JetBlue CEO Robin Hayes has argued all along that a larger JetBlue would create more competition for the four airlines that control about 80 percent of the US market — American, United, Delta and Southwest.
Shares of Spirit, based in Miramar, Florida, rose 3.7 percent after the stock market opened Thursday morning.
JetBlue and Spirit will continue to operate independently until the agreement is approved by regulators and Spirit shareholders, with their separate loyalty programs and customer accounts.
The companies said they expect to conclude the regulatory process and close the transaction no later than the first half of 2024. If that happens, the combined airline would be based in JetBlue’s hometown of New York and led by Hayes. It would have a fleet of 458 planes.

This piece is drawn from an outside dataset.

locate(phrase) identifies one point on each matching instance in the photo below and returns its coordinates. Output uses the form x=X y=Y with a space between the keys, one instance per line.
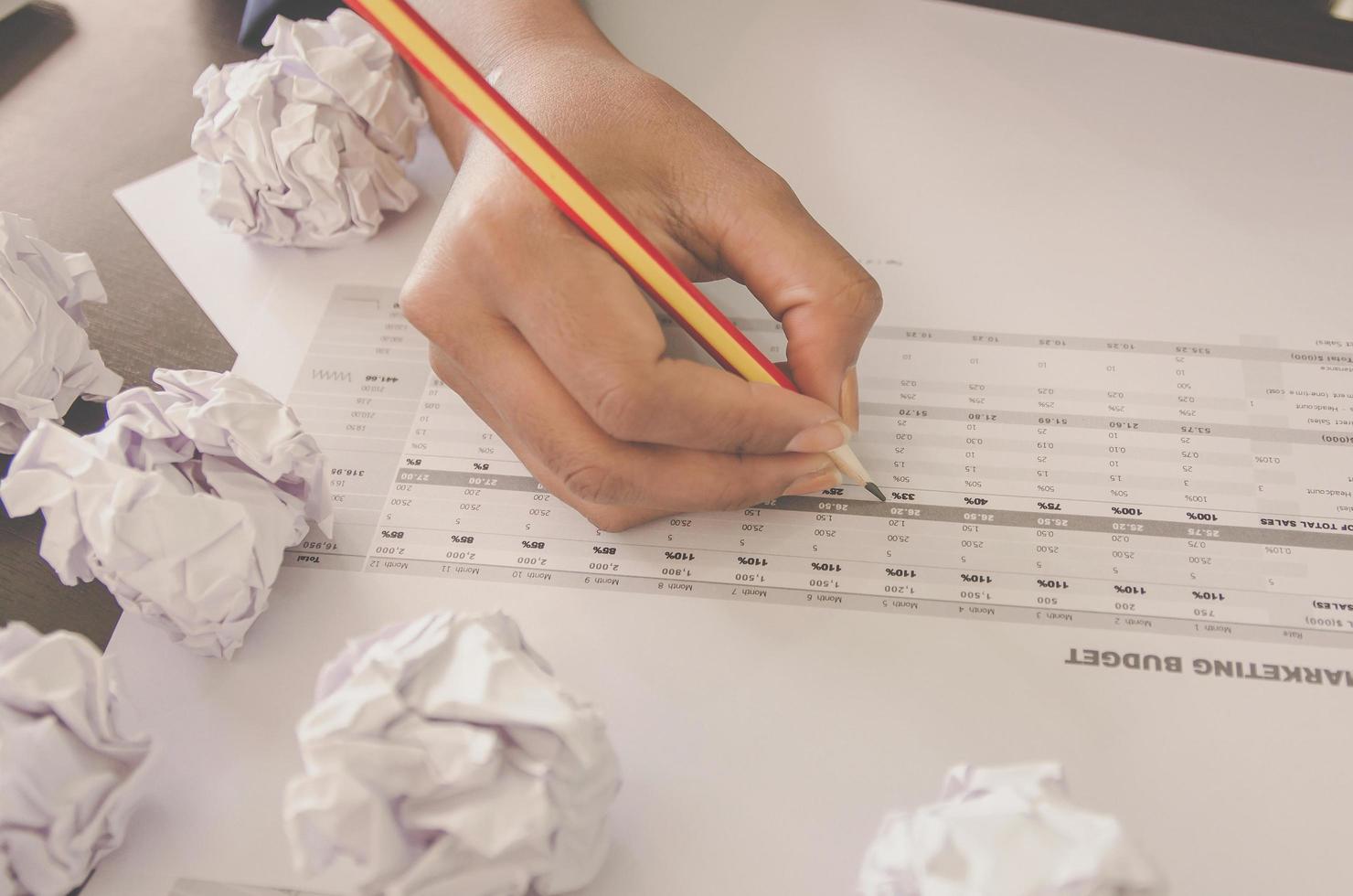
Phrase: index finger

JetBlue said on Thursday that it would pay $33.50 per share in cash for Spirit, including a prepayment of $2.50 per share in cash payable once Spirit stockholders approve the transaction. There is also a ticking fee of 10 cents per share each month starting in January 2023 through closing to compensate Spirit shareholders for any delay in winning regulatory approval.
If the deal does not close due to antitrust reasons, JetBlue will pay Spirit a reverse break-up fee of $70m and pay Spirit shareholders $400m, minus any amounts paid to the shareholders prior to termination.
Spirit and Frontier announced their plan to merge in February, and Spirit’s board stood by that deal even after JetBlue made a higher-priced offer in April. However, Spirit’s board could never convince the airline’s shareholders to go along. A vote on the merger was postponed four times, then cut short Wednesday when Spirit and Frontier announced they were terminating their agreement, which made a Spirit-JetBlue coupling inevitable.
JetBlue anticipated $600m to $700m in annual savings once the transaction is complete. Annual revenue for the combined company was anticipated to be about $11.9bn, based on 2019 revenues.